Для второй половины 20-х годов характерны попытки критически разобраться в ближайшем наследстве, сочетать формальную традицию акмеизма с символизмом — с тем, что было в нем о «вечной» теме — о любви, о смерти, о Боге.
Третьим — и самым важным этапом подготовительного периода 20-х годов сделался вопрос об отношении к жизни, к совершившейся катастрофе, к метафизической сущности человека.
Ритм нараставшей катастрофы, выразителем которого перед революцией явился Блок, после уже совершившейся катастрофы, требовал других предчувствий. Как выйти из тупика, в котором оказался послереволюционный человек, на опыте испытавший крушение всех тех ценностей, которыми вдохновлялись предшествующие поколения?

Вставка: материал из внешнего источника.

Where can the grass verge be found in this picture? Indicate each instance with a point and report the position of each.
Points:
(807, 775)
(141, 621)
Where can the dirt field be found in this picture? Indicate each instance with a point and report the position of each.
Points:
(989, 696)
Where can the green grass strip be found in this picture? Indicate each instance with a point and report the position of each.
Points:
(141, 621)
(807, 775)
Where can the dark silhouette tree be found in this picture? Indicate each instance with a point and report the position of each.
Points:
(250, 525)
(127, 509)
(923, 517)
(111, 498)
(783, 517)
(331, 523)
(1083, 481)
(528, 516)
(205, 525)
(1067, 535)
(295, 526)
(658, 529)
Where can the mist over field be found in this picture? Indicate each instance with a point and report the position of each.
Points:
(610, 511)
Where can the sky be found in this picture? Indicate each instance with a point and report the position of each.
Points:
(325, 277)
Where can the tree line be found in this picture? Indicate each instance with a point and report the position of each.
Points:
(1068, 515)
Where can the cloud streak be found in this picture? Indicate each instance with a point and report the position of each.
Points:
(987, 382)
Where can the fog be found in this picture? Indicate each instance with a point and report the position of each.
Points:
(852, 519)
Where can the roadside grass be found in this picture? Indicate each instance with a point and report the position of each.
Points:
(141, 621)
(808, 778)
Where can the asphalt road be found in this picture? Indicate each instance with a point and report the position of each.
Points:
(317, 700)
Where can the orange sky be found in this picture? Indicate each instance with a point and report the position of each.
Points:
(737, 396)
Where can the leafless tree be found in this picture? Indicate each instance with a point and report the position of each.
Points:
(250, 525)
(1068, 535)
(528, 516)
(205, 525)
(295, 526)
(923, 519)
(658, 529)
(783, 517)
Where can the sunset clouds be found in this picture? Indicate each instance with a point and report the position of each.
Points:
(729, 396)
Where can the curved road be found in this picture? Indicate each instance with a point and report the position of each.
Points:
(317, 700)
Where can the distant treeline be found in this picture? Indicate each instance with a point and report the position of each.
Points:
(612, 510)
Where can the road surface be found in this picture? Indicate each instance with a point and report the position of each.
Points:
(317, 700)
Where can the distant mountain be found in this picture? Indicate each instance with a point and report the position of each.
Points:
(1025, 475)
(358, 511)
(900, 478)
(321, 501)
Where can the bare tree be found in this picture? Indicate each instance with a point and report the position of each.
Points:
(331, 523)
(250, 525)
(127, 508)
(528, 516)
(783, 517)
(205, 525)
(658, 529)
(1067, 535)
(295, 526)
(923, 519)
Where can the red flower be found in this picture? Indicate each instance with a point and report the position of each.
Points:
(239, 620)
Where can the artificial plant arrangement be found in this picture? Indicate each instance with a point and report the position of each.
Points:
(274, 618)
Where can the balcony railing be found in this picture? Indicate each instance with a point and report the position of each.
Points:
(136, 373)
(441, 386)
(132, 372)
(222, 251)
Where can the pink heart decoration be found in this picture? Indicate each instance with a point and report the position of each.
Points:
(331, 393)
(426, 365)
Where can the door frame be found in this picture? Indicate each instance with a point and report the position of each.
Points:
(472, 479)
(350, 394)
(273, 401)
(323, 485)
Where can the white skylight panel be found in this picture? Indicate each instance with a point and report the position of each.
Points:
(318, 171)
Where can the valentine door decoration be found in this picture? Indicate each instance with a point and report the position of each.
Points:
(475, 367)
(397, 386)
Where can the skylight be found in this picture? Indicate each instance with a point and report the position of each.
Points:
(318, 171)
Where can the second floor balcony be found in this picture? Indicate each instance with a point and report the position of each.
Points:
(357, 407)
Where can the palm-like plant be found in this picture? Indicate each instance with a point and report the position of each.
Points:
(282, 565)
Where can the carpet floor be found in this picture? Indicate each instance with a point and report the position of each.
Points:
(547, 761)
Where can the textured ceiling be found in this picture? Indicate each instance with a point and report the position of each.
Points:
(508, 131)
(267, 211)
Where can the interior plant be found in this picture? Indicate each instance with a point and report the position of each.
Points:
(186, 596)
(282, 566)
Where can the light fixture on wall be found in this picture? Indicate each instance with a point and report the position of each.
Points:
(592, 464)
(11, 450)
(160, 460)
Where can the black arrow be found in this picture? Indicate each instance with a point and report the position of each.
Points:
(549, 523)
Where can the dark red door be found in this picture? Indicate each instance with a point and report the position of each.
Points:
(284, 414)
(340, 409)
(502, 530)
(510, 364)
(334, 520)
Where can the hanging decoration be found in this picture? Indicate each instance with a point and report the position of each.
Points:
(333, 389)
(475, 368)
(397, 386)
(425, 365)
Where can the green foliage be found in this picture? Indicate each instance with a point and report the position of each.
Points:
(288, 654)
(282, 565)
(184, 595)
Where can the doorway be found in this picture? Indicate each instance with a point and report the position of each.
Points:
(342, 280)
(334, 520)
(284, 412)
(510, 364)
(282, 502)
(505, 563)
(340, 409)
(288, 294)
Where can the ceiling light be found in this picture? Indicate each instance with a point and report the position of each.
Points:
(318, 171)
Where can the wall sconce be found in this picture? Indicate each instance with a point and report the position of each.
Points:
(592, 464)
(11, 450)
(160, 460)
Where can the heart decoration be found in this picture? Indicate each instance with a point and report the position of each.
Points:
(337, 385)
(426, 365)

Поэзия Гумилева, как реакция против символизма, как утверждение простой и здоровой жизни на время увлекла многих. Но трещина, образовавшаяся в душах «детей страшных лет России», отравленность пережитым, невозможность забыть о гибели, о смерти, и сознание, что образовавшуюся в душах пустоту уже не заполнить одними словами и красивыми образами, отвращение от риторики и неискренности — вот истоки того ощущения, которое сделалось общим в начале 30-х годов.
Это ощущение пришло отовсюду.
Никто специально не стремился его утверждать, никто не хотел объявлять о «новом течении». Оно появилось почти что одновременно у самых различных — человечески и творчески, людей. Оно было в воздухе, в самой атмосфере начавшегося десятилетия.
Почему атмосфера 30-х годов возникла так неожиданно, казалось бы, среди общего расхождения и разноголосицы?
Почему споры умолкли сами собой и самые удаленные друг от друга люди вдруг оказались согласными?